RWE-Chef Jürgen Großmann hat jetz offiziell eine Entschädigung von der Bundesregierung für den Atomausstieg gefordert. Großmann: „Wir wollen eine Kompensation für Vermögensschäden, die die Politik verursacht“, „einenm Interview gegenüber der „Frankfurter Allgemeinen Sonntagszeitung“. Mit Hilfe der Gerichte suche er nach einem „fairen Ausgleich“. Wieviel Geld er für den Austieg aus der Kernenergie fordere, sagt er nicht. Allerdings beziffert er den „Schaden“ mit rund 150 Millionen Euro. Entgegen den Versprechungen von Kanzlerin Merkel im Dezember, musste die Bundesregierug nach dem Reaktorunglück in Fukushima die ältesten Atommeiler Deutschlands vom Netz nehmen und unter Druck der Bevölkerung den endgültigen Ausstieg aus der Kernenergieerzeugung einleiten.
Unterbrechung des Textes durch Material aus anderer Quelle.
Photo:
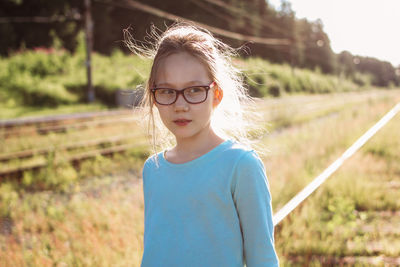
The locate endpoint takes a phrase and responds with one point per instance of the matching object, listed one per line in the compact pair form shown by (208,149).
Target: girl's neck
(189,149)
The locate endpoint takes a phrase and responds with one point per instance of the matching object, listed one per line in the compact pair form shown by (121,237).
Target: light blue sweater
(212,211)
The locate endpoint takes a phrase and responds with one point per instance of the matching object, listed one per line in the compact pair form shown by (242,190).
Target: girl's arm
(253,203)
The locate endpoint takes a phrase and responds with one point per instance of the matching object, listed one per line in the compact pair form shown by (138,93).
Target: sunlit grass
(98,221)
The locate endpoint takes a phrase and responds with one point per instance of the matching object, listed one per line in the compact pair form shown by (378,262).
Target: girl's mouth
(182,122)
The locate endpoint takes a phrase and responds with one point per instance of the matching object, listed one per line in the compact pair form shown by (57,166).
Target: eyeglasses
(193,94)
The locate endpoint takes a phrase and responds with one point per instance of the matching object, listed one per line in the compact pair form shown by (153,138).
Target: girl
(207,201)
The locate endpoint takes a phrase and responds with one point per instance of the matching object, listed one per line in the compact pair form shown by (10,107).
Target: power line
(233,35)
(39,19)
(240,12)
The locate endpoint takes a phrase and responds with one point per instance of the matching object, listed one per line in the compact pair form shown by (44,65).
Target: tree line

Obwohl der Ausstieg aus der Kernenergie bis vor einem halben Jahr beschlossene Sache war und die von der amtierende Regierung gewünschte und den Stromkonzernen versprochene Laufzeitverlängerung noch längst nicht rechtlich feststand, versuchen die Energiekonzerne sich als Opfer der Politik noch einen Bonus von den Steuergeldern zu ergattern.